By default, Hill thinks about color under the glare of Californian sun. Only when he knows his work is bound for Europe does he adjust, for the “harsh reality” of the gallery lighting they favor on the continent. The echo of the Golden State rings loud in his work and his home, a refuge in the shifting cultural landscape of Venice. To have lived anywhere else, Hill believes he would have created different art altogether, “I probably would have been looking more at abstract expressionist work when I was younger, instead of the more theoretical, sculptural work of California.”

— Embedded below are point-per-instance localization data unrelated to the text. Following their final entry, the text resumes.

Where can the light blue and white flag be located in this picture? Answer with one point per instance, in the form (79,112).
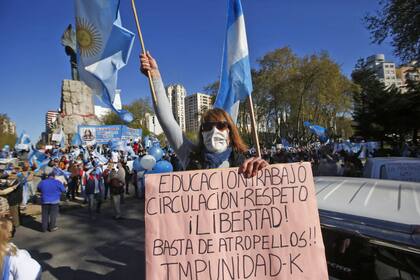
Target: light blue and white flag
(235,80)
(23,142)
(103,48)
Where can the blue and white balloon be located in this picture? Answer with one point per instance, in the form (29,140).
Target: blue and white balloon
(156,152)
(148,162)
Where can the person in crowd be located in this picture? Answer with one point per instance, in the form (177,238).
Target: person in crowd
(51,190)
(74,180)
(105,176)
(27,184)
(116,180)
(127,177)
(16,264)
(6,187)
(63,164)
(115,156)
(220,144)
(93,191)
(15,197)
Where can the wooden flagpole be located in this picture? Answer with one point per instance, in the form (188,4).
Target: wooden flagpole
(149,75)
(254,126)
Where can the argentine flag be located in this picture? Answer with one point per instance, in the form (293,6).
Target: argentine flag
(23,142)
(103,47)
(235,80)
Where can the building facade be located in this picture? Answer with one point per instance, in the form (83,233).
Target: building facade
(176,94)
(152,124)
(384,70)
(50,119)
(195,105)
(408,72)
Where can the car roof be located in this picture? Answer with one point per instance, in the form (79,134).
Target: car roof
(385,200)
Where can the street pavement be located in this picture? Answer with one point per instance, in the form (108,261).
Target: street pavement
(82,248)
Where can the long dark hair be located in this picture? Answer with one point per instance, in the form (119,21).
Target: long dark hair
(219,115)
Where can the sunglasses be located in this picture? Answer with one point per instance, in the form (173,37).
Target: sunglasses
(207,126)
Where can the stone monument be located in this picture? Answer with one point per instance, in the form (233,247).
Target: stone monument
(77,106)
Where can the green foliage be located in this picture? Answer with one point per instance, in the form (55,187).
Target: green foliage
(6,138)
(289,90)
(399,21)
(382,113)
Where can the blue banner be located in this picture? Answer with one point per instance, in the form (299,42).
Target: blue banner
(103,134)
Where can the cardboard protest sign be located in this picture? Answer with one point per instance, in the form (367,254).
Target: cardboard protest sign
(215,224)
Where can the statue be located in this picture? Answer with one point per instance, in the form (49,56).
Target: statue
(68,40)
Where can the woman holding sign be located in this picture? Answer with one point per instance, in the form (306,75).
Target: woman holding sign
(220,145)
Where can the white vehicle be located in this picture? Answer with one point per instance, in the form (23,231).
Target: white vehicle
(370,227)
(394,168)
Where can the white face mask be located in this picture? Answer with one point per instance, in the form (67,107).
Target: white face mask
(216,141)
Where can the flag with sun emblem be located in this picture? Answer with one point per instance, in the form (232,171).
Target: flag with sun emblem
(103,47)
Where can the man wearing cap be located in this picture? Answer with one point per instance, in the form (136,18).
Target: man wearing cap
(50,190)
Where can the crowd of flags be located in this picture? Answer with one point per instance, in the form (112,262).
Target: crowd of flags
(104,47)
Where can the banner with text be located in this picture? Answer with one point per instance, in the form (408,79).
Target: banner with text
(216,224)
(103,134)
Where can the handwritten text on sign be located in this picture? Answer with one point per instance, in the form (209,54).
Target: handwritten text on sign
(216,224)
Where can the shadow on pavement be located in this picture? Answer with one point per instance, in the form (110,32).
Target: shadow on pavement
(30,222)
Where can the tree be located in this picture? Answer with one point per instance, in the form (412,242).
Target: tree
(5,137)
(289,89)
(398,20)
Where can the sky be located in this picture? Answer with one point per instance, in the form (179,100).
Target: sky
(185,36)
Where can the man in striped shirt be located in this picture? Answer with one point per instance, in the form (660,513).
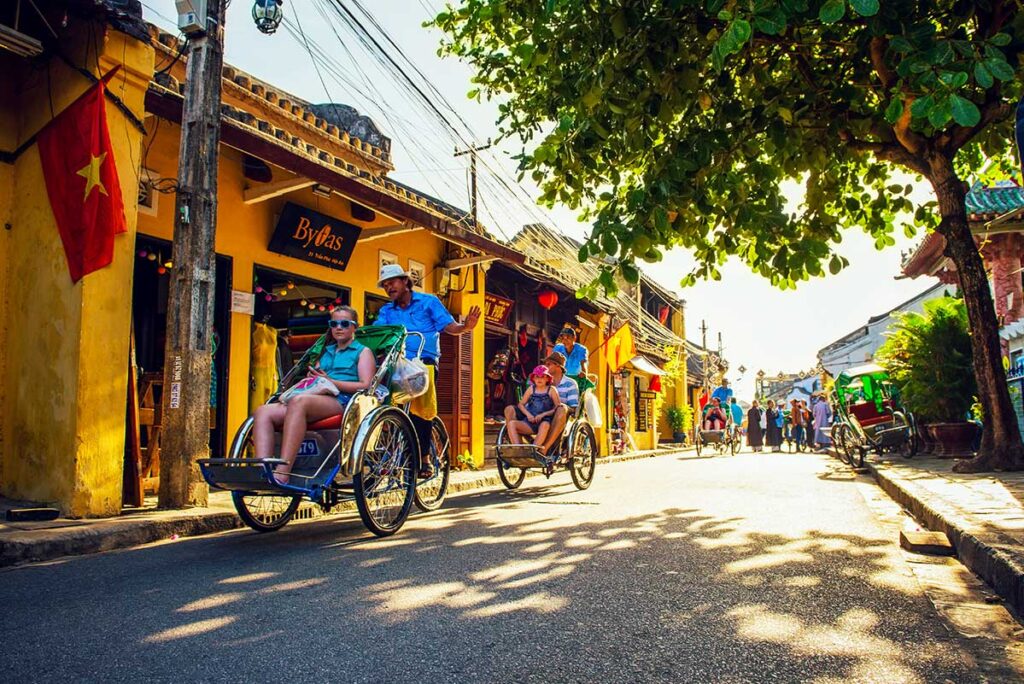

There is a peaceful gratitude from Hill when talking about the life he has lived and the surroundings that he calls home. The space he has had to think, the community that amplified his ambition – even during his years at art school he was already putting together a body of work, actively reaching out to art dealers – has taken him through 15 years of painting only in red, black and white (“the colors that I hear loudest”) and beyond, through eras of varnished paint on canvas to his current relish in tribal symbolism on newsprint.
He talks fondly of a love for travel and the inspiration he brings home after time on the road. Pondering on the life he has cultivated and his love for this corner of the world, he states simply, “This is my place.”